Sadly, the eye doctor confirmed that Chuck had lost most of his vision. In fact, diabetic dogs can go to sleep fully sighted and wake up blind. It may not always happen that fast, but it can.
“The one complication of diabetes in dogs that cannot be prevented is diabetic cataracts,” says Dr. Linda Fleeman, a veterinarian at the Animal Diabetes Australia clinic. “Unfortunately, owners must prepare for the likely possibility of blindness due to cataract formation. However, vision can usually be restored through surgical removal of the cataracts.”
Fortunately, I got better news from the the internal medicine specialist.
Since Chuck’s blood sugar levels were generally high, my primary vet had been increasing his insulin, going from three units up to six over the course of a few months. However, the specialist said too much insulin can produce wild swings, and that’s why Chuck’s blood sugar level was so low at the emergency clinic. She said instead of managing Chuck’s high numbers with higher insulin doses, it was safer for him to have steady numbers.
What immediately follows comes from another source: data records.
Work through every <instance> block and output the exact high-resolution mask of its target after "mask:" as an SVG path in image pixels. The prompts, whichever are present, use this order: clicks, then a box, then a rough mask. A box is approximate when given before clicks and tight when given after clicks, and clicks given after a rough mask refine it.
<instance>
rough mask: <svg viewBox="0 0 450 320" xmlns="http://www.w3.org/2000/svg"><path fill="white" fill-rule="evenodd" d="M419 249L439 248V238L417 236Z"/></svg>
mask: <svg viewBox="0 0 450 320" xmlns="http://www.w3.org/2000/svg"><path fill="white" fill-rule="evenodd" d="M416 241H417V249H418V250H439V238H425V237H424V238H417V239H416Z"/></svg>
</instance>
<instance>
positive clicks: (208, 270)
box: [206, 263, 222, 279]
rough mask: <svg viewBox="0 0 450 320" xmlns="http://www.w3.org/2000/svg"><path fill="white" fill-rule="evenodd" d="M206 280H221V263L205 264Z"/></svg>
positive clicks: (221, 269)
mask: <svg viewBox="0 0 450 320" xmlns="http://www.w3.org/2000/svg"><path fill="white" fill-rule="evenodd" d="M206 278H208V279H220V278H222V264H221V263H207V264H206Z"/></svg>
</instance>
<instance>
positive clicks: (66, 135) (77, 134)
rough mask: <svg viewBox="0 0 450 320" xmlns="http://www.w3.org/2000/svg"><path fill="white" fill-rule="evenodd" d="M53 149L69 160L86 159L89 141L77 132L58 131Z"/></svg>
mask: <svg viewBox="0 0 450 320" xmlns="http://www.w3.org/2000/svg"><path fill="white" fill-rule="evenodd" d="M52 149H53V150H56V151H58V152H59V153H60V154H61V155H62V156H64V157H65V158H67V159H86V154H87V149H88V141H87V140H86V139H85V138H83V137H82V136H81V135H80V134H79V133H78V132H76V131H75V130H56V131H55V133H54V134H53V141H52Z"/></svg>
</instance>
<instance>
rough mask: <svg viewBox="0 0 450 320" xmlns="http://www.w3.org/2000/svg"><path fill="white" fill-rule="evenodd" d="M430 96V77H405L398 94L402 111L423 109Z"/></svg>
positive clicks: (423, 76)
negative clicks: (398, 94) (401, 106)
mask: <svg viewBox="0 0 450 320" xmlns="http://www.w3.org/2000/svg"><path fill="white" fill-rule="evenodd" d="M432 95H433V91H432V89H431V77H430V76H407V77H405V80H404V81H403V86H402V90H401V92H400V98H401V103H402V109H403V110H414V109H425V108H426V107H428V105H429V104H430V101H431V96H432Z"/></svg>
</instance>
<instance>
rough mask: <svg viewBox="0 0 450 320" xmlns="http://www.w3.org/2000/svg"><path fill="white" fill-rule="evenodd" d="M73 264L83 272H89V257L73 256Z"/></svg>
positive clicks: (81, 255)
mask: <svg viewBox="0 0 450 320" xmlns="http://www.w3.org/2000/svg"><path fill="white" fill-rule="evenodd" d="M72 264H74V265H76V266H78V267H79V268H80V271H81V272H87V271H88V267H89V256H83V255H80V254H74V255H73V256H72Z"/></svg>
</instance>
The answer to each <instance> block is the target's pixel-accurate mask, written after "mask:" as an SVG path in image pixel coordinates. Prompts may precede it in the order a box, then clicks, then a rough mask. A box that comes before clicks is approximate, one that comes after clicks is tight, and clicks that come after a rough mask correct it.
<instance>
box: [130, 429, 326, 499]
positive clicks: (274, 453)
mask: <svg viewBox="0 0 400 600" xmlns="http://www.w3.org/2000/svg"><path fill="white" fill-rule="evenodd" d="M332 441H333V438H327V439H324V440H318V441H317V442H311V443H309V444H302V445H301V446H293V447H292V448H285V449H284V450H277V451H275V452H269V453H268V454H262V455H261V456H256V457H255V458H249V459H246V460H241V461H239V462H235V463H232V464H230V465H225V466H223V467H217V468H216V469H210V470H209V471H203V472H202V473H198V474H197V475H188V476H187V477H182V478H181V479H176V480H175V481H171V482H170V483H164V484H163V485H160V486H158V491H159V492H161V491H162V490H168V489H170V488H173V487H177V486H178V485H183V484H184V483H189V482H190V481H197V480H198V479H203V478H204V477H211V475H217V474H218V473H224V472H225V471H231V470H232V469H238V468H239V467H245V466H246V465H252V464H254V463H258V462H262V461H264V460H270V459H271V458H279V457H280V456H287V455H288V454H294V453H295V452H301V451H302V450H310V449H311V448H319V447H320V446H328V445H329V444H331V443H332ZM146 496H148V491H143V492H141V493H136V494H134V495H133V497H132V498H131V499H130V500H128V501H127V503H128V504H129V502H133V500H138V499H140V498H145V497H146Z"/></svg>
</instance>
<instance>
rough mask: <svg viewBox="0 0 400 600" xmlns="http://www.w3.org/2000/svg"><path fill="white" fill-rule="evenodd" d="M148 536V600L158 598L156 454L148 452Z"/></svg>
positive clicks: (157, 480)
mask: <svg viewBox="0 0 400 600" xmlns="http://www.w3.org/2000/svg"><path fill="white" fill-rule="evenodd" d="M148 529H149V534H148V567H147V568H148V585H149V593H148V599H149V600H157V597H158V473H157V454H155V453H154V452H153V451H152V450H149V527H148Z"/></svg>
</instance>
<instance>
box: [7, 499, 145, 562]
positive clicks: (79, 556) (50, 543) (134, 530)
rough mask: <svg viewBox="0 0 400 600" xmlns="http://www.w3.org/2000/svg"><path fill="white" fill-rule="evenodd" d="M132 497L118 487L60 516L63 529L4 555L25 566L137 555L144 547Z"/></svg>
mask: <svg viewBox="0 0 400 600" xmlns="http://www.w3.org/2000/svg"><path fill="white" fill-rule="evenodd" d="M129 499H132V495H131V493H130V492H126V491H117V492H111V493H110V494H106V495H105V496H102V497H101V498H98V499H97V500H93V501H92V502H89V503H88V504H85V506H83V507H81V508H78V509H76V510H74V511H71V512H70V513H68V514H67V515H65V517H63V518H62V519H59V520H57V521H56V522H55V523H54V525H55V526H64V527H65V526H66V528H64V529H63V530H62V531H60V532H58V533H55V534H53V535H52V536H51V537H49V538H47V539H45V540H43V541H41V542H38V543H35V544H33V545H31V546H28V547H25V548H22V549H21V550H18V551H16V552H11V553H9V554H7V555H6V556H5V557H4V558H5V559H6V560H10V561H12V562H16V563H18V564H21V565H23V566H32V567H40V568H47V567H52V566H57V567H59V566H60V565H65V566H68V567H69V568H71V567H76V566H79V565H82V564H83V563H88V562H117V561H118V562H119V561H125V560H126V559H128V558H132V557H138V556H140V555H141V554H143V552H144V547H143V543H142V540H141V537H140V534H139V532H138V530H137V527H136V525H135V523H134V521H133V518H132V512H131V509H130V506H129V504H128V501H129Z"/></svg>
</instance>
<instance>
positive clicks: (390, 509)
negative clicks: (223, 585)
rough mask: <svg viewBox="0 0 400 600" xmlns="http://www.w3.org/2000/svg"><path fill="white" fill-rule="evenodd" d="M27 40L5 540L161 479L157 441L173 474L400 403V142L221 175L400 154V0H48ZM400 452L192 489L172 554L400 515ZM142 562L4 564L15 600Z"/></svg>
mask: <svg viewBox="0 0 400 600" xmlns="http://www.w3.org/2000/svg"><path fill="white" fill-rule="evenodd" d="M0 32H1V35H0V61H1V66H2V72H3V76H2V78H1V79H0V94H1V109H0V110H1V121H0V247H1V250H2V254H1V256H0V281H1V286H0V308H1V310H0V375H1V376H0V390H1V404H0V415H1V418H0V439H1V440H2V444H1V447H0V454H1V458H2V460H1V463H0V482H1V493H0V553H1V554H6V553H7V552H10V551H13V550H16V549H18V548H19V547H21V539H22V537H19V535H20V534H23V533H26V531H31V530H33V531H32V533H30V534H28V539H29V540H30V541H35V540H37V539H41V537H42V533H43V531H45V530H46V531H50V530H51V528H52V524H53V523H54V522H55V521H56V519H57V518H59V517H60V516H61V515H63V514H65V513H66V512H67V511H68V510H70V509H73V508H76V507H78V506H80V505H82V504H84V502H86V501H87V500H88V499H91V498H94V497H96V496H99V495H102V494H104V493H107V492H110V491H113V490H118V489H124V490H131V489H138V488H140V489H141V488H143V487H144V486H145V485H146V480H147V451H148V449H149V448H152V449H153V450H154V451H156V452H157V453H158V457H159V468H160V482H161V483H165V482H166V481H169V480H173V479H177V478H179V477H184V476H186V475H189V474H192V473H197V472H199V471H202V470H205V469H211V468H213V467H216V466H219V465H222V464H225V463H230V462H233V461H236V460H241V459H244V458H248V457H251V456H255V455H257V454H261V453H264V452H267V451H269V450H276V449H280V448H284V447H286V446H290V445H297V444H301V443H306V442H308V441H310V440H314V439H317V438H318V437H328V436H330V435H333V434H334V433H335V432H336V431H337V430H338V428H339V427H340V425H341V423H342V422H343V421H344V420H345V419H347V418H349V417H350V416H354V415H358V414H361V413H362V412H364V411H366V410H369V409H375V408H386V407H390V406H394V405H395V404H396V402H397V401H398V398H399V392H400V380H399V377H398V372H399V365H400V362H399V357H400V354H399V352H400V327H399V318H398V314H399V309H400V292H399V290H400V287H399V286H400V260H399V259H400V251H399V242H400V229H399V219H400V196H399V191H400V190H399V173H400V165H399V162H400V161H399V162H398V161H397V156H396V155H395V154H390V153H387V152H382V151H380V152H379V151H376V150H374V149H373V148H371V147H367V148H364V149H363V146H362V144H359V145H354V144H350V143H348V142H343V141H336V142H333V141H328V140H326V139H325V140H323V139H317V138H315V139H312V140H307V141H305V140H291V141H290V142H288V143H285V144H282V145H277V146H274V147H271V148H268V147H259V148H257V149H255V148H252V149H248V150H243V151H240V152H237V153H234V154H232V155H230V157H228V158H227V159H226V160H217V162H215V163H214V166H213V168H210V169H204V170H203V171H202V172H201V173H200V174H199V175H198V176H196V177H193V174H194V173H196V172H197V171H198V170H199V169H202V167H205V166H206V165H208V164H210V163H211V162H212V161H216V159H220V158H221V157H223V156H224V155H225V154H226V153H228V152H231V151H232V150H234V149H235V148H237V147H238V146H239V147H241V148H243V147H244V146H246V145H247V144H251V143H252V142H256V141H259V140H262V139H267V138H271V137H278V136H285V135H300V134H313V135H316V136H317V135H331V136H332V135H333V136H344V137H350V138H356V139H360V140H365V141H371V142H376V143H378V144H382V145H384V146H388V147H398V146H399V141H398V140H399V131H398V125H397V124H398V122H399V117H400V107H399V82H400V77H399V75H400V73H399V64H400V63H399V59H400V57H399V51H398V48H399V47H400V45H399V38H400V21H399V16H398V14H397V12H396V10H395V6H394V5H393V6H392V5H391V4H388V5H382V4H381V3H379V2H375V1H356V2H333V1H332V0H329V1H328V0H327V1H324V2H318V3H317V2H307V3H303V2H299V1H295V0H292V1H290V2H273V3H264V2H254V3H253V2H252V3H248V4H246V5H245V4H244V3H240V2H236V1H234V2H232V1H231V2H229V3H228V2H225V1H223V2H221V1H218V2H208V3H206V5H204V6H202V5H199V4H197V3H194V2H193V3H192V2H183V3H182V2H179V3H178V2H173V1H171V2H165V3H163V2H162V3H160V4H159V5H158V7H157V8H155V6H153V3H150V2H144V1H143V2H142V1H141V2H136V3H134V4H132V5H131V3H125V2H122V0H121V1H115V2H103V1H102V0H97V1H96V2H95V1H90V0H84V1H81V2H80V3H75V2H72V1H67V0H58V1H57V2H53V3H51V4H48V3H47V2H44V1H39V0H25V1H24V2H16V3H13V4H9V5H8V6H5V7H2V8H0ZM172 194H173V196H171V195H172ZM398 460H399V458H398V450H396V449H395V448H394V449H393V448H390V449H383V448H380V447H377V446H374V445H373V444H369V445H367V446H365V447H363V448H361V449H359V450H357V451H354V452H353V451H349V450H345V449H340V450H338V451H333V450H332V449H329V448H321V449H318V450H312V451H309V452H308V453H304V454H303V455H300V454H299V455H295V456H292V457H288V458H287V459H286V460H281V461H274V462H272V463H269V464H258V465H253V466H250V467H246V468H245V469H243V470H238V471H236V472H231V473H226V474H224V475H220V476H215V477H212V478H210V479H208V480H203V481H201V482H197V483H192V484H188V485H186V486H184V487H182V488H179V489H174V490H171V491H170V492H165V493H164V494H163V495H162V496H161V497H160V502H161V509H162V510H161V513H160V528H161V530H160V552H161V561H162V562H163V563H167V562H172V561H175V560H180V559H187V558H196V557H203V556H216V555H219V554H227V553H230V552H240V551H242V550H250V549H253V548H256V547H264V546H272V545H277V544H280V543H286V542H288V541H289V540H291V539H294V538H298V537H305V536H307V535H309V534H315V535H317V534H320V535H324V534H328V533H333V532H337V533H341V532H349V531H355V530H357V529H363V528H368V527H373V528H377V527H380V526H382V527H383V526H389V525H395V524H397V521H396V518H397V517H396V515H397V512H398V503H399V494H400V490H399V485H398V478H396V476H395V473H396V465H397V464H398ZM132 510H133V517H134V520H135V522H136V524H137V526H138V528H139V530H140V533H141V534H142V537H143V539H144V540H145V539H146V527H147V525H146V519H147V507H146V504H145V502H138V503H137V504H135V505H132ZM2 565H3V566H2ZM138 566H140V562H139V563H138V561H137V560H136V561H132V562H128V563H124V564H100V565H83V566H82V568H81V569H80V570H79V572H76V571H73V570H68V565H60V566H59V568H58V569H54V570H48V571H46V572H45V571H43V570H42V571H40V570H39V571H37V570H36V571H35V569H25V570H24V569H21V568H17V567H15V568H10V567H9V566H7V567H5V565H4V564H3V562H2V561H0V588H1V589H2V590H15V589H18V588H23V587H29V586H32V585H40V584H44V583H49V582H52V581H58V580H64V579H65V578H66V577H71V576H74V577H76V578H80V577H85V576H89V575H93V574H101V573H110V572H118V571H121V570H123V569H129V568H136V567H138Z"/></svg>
She dropped him down to four units, and he’s been in a good place ever since. I believe she saved Chuck’s life that day.
“Many general practitioners may not frequently treat diabetic patients, and may feel overwhelmed when things do not go to plan,” says Dr. Sarah Pierard, also of the Animal Diabetes Australia clinic. “For the most part in general practice, the focus tends to be on achieving a perfect blood glucose measurement. However, the goal of diabetes treatment is to control the signs of diabetes (e.g. excessive thirst and urination, and weight loss despite a good appetite) and to avoid low blood sugar (known as hypoglycemia) due to insulin overdose. The focus should be on the day-to-day clinical signs of the patient, not on a perfect blood glucose reading.”
Don’t sit in the backseat when it comes to your pet’s well-being. Even if you have a vet you trust, ask questions. Too many people worry about offending their vet by second guessing what they say or by asking for a referral to a specialist, but always remember you are your dog’s best advocate for his continued health and happiness.